I am interested in solving the problem $-A u = \lambda u$ on a finite differences grid on a square. In my case, the operator $A$ is of the type $-\Delta + \mu I$, where $\mu$ is there to impose some constraints. The method I used until now was to consider a finite differences grid and get $$ 4u_{i,j} - u_{i,j+1}-u_{i,j-1}-u_{i+1,j}-u_{i-1,j} + \mu_{i,j} u_{i,j}=\lambda u_{i,j}$$ Then we transform $u_{i,j}$ in a vector and write the above problem in matrix form $Au = \lambda u$. The problem I have with this is that the size of the matrix $A$ is $n \times n$, where $n$ is the number of points in the grid. Therefore, for a grid with $N^2$ points the dimension of the matrix is $N^2 \times N^2$. Therefore, the size of the matrices grows very fast with respect to the discretization.
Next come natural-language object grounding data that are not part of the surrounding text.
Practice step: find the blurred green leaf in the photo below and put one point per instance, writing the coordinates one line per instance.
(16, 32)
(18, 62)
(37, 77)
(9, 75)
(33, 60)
Is it possible to solve this kind of problem without vectorization, i.e. using only matrices of size $N \times N$?
My idea is the following: If we denote $U=(u_{i,j})$ then the discrete PDE can be written as $$ (4I -S_{0,1}-S_{0,-1}-S_{1,0}-S_{-1,0})U+\mu \odot U=\lambda U,$$ where $S_{i,j}$ is the shift of the matrix with $i$ on horizontal and $j$ on vertical directions. The $\odot$ is "pointwise" product. Can this lead to a solution?